Chapter 8. matplotlib and Big Data

In the spirit of adapting the established tools to new challenges, the last chapter saw us finding ways to work around the limitations of matplotlib on a single workstation. In this chapter, we will explore ways around some of the other limitations that matplotlib users may run up against when working on problems with very large datasets. Note that this investigation will often cause us to bump up against the topic of clustering. We will be setting these explorations aside for now though. Lest you feel that a critical aspect of the problem domain is being ignored, take heart—this will be the primary focus of the next chapter.

The material in the final two chapters of this book attempt to provide the reader with enough additional context to easily understand the origins of these technologies and their uses and thus apply them to their own computation, analysis, and ultimately their plotting needs.

There are two major areas of the problem domain that we will cover in this chapter:

  • Preparing large data for use by matplotlib
  • Visualizing the prepared data

These are the two distinct areas, each with their own engineering problems that need to be solved and with which matplotlib needs to be able to function. We will take a look at several aspects of each area.

We will cover the following topics in this chapter:

  • Big data and its use in matplotlib
  • Working with large datasets
    • Data on local filesystems
    • Distributed data
  • Visualizing large datasets
    • Determining the limits of matplotlib
    • Working around the limits

To follow along with this chapter's code, clone the notebook's repository, start up IPython, and execute the following command lines:

$ git clone https://github.com/masteringmatplotlib/big-data.git
$ cd big-data
$ make

Big data

The term "big data" is semantically ambiguous due to the varying contexts to which it is applied and the motivations of the users applying it. The first question that may have occurred to you on seeing this chapter's title is "how is this applicable to matplotlib or even plotting in general?" Before we answer this question though, let's establish a working definition of big data.

The Wikipedia article on big data opens with the following informal definition:

"Big data is a broad term for data sets so large or complex that traditional data processing applications are inadequate."

This description is honest, as it admits that the definition is imprecise. It also implies that the definition may change given the differing contexts. The words large and complex are relative, and the term traditional data processing is not going to mean the same thing in different segments of the industry. In fact, different departments in a single organization may have widely varying data processing "traditions".

The canonical example of big data is related to its origins in web search. Google is generally credited with starting the big data movement with the publication of the paper MapReduce: Simplified Data Processing on Large Clusters, by Jeffrey Dean and Sanjay Ghemawat. The paper describes the means by which Google was able to quickly search an enormous volume of textual data (crawled web pages and log files, for example) amounting, in 2004, to around 20 terabytes of data. In the decade that followed, more and more companies, institutions, and even individuals were faced with the need to quickly process datasets varying in sizes, from hundreds of gigabytes to multiples of exabytes.

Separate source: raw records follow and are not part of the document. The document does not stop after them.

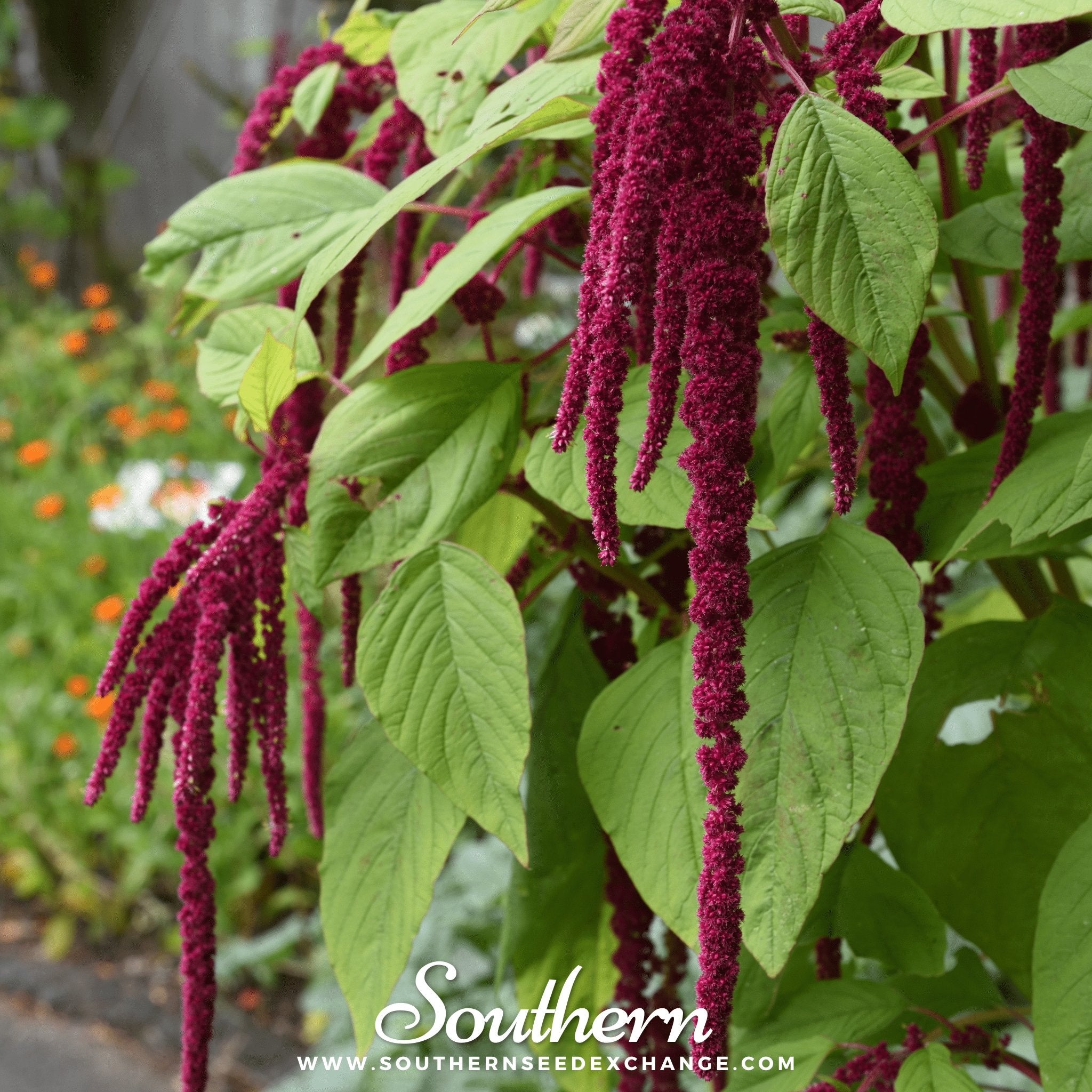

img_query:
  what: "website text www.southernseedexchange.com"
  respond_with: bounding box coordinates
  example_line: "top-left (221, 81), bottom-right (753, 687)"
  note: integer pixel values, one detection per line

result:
top-left (296, 1054), bottom-right (795, 1072)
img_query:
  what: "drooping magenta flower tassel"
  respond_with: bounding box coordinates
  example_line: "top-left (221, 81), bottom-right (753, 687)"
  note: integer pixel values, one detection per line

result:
top-left (966, 27), bottom-right (997, 190)
top-left (989, 22), bottom-right (1069, 497)
top-left (808, 312), bottom-right (857, 516)
top-left (296, 595), bottom-right (326, 838)
top-left (553, 0), bottom-right (664, 451)
top-left (175, 572), bottom-right (231, 1092)
top-left (865, 326), bottom-right (929, 563)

Every scenario encompassed in this spectrum can be viewed as a big data-related problem. To a small business that used to manage hundreds of megabytes and is now facing several orders of magnitude in data sources for analysis, 250 gigabytes is considered big data. For intelligence agencies storing information from untold data sources, even a few terabytes is a small amount of data. For them, hundreds of petabytes is considered big data.

For each organization though, the general problem remains the same—what worked before on smaller datasets is no longer feasible. New methodologies, novel approaches towards the usage of hardware, communication protocols, data distribution, search, analysis, and visualization, among many others, are required.

Finally, no matter which methodologies are used to support a big data project, one of the last steps in most of them is the presentation of the analyzed data to human eyes. This can be anything from a decision maker to an end user, but the need is the same—a visual representation of the data collected, searched, and analyzed. This is where tools such as matplotlib come into play.